驚いて後ろを振り向いたのだが、最後列の俺の後ろに誰かいるわけでもなく、上の3人が「どうした?」と声をかけてきたが、俺は「なんでもない、気のせいだ」と、そのまま階段を登った。

キャンプ地に戻ると、結構時間が過ぎていてもう夕方の5時近くになっていた。
俺達は夕飯の準備をして飯を食った。

その晩。
俺達4人は焚き火を囲んであれやこれやと、とりとめのない話をしていたのだが、ふと気付くとBがやたらと背後を気にして何度も後ろを振り返っていることに気が付いた。

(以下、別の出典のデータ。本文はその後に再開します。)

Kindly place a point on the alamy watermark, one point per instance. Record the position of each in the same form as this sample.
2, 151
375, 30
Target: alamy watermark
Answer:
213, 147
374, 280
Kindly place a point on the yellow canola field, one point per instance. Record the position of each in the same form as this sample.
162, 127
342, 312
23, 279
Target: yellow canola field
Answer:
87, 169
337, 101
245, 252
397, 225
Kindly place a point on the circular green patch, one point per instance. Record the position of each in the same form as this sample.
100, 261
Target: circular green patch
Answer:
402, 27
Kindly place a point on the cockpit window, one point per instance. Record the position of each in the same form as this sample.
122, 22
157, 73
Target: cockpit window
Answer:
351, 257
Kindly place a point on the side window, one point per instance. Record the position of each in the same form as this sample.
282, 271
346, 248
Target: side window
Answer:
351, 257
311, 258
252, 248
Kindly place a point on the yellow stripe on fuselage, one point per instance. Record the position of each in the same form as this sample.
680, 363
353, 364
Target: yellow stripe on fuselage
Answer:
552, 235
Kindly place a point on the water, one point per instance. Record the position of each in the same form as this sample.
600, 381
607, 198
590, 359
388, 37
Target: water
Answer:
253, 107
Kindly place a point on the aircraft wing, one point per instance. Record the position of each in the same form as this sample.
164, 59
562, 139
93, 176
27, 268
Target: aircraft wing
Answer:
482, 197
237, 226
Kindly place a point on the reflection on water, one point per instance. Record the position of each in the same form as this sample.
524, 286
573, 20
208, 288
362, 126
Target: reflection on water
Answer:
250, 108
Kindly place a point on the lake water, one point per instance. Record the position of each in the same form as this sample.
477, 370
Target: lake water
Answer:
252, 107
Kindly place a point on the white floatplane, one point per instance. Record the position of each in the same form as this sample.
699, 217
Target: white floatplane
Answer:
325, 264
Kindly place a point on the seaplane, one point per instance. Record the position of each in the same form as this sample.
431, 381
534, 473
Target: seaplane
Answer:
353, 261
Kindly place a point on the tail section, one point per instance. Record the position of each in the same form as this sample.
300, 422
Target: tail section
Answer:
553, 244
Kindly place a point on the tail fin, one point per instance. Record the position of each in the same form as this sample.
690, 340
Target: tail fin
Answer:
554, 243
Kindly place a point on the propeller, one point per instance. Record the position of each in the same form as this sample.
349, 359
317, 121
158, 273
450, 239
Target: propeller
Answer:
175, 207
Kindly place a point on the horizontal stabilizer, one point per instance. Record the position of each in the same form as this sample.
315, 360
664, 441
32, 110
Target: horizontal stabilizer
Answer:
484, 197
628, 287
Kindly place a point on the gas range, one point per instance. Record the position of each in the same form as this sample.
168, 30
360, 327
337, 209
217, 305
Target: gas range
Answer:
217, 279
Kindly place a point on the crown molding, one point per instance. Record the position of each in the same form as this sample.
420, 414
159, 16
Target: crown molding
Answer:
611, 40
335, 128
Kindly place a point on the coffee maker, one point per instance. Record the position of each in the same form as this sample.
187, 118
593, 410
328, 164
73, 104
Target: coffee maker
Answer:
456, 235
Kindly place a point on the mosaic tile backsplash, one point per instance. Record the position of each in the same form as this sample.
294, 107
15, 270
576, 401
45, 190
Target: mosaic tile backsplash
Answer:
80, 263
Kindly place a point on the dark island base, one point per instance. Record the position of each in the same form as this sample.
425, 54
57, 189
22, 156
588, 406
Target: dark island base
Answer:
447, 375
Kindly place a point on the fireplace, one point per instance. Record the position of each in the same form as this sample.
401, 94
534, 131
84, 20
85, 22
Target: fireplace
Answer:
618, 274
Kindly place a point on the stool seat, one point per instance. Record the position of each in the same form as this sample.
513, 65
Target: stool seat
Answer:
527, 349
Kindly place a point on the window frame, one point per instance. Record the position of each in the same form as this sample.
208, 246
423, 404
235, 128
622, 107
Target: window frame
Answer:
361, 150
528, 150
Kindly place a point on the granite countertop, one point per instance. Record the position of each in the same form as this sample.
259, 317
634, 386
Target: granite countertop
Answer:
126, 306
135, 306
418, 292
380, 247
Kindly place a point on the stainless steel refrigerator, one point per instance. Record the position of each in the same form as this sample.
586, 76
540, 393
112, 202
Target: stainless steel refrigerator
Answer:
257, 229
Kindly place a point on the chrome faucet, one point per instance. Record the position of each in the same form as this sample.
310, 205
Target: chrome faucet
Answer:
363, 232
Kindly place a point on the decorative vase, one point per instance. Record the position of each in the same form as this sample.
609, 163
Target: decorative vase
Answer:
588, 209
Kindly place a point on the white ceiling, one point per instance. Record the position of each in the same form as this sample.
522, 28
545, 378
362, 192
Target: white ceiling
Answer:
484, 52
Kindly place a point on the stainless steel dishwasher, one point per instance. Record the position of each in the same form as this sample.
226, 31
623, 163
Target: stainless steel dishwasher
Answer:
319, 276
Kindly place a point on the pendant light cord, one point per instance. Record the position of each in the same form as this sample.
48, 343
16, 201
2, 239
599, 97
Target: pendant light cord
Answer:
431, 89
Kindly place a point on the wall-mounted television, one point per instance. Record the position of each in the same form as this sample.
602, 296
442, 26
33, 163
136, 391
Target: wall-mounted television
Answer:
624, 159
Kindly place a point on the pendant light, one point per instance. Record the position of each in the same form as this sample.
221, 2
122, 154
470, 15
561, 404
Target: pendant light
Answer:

俺が「B、どうした?なんかいるのか?」と聞くと、Bは「あ、いやそれが・・・いやなんでもない」というと黙ってしまった。

なんか変な反応だ・・・。
他の2人も気になったのか、まずAが「おいB、なんか気になることあるならいえよ、余計に気になるだろ」というと、Cも「変に隠すと逆にこえーよ」と冗談半分に言った。

するとBが「ほんとなんでも無いから、ただちょっとなんか視線を感じるんだよ、でもどう考えても気のせいだろ?俺達以外に人の気配無いし」と言い出した。

確かに変な話だ。
でも俺もさっきのことを思い出して少し気になり始めた。
AとCも気になったのか全員で懐中電灯を持って周囲を確認する事にした。

懐中電灯であちこちを照らしてみたのだが、やはり人影も動物らしき姿も何も見えない。
するとCが突然「うおっ!」と声をあげて俺の方へ振り向いた。

そして、俺に「今お前俺のすぐ後ろにいた?」と変なことを聞いてきた。

もちろん俺はそんな事はしていない、Cには近付いてないことを伝えてCに事情を聞くと、昼間俺が感じたのと同じように、自分のすぐ後ろに人の顔があるような、そんな感覚を感じたらしい。

何かおかしい。

俺がそう思っていると、1人で川の方を見ていたAが「おい、なんかおかしいぞ、ここなんかいるぞ」と、俺たちのほうにやってきた。

俺は「なんかってなんだよ、はっきりいえよ」と言うと、Aはなんだかわからないのだという、なんだか解らないが、とにかく視線と気配をさっきからずっと感じるんだという。

全く要領を得ない。

埒があかないと思った俺は、とりあえずテントに入ろうと3人に促しテントに入る事にした。